Jed, a 45-year-old father of two from Cheadle Hulme, said he called on the first aid training he has received at Sainsbury’s over the past 10 years, with his most recent refresher course coming in September.

“I just heard Gemma shout out, ‘she’s choking’, and I just rushed out,” he said.

“Somebody on the counter said later that Marla’s eyes were starting to roll. I pushed her on the back, pushed upwards, and heard Gemma say it’s come out. We were both shaking.”

Gemma added: “She couldn’t breathe and wasn’t making a noise at that point, it was that blocked. There was no sound. But as soon as it came out she started crying.”

Gemma, who was brought up in Altrincham but now lives in Wythenshawe, said the incident lasted around 30 seconds but “felt like forever”. “It just wasn’t coming out, and I was hitting her quite hard to try and get it out.”

Gemma Southworth with three-year-old daughter Marla

Gemma and Jed enjoyed an emotional reunion at the store today, with Marla having drawn a special picture for Jed which he said he would be framing.

“I just couldn’t wait to come back and see him,” said Gemma, who also has an older daughter. “You don’t think about what could have happened. I could have been at home in a completely different situation or I could have been in the park and there could have been nobody there. We’re eternally grateful to him. Until you’re actually in that situation you don’t realise.

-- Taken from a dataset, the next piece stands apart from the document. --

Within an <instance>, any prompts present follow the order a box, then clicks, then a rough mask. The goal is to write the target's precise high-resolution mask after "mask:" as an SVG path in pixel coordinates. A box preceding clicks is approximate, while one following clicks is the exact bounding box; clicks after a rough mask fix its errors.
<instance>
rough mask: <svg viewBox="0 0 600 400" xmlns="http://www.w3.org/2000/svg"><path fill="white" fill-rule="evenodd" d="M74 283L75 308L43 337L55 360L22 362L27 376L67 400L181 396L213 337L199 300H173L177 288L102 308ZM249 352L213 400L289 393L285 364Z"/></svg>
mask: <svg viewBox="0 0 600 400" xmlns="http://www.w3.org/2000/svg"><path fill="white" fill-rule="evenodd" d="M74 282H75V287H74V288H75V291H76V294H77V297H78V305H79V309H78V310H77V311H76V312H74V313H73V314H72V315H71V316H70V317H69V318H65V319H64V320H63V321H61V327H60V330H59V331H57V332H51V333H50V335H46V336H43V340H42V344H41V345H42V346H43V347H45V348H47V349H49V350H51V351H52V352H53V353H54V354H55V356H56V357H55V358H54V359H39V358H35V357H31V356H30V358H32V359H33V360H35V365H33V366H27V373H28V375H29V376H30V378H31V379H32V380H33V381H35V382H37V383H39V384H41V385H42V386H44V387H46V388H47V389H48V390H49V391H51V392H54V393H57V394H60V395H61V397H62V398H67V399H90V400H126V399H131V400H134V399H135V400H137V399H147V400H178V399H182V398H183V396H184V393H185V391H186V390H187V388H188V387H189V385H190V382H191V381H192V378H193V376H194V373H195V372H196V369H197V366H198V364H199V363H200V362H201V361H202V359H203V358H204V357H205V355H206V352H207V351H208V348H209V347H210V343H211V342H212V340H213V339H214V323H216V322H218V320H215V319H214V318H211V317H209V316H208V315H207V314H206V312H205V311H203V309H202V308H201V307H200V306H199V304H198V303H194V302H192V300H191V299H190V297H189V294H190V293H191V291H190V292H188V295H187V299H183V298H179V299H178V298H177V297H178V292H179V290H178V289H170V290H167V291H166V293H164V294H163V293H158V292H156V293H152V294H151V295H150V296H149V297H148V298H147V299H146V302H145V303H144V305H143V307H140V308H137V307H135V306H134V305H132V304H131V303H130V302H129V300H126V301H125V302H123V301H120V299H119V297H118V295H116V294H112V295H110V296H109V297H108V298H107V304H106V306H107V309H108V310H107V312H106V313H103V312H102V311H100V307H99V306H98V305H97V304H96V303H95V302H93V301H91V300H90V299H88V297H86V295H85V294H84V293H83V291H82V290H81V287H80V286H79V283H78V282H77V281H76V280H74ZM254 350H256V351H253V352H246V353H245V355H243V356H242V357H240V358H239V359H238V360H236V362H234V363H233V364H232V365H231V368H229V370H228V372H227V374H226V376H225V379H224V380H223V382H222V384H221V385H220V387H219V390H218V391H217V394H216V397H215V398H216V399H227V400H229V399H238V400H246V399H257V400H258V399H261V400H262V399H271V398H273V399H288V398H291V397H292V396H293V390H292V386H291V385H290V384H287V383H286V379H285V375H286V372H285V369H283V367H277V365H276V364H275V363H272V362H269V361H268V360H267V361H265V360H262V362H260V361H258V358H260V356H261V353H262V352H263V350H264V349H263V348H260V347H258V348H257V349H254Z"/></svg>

It was very ‘this is it’.”

Gemma revealed that Jed had even called her at home later yesterday afternoon to check up on both of them.

Steve Wilson, deputy manager at the Sainsbury’s store in Altrincham, paid tribute to the way his colleague had handled the situation.

Jed Boutall came to the rescue of Marla,3, when she started choking when out with mum Gemma

“What’s come across is how calm Jed was in that situation,” he said. “To have somebody of Jed’s calibre as a first aider makes you feel quite secure just in case there’s a customer or colleague accident in the store.

“We do have a robust training package and after a certain length of time people get refresher training, because things do change, and that was evident in the way he reacted yesterday in saving the little girl’s life.”

Despite the in-store drama, Gemma said she had managed to continue on with her original intention of buying Marla a packet of crisps.

“Well yeah I did!” she said. “That’s the thing with choking – once you’ve finished choking, you’re fine. We came down here to Starbucks in the store and got her a drink.”

The prospect of what could have happened to young Marla did hit home later, however.

“It did – I saw my dad later and he said ‘what’s up with you’, and I said I think you should just kiss Marla and be thankful that she’s here, because a man has just had to practically save her live in Sainsbury’s. I am very, very grateful.”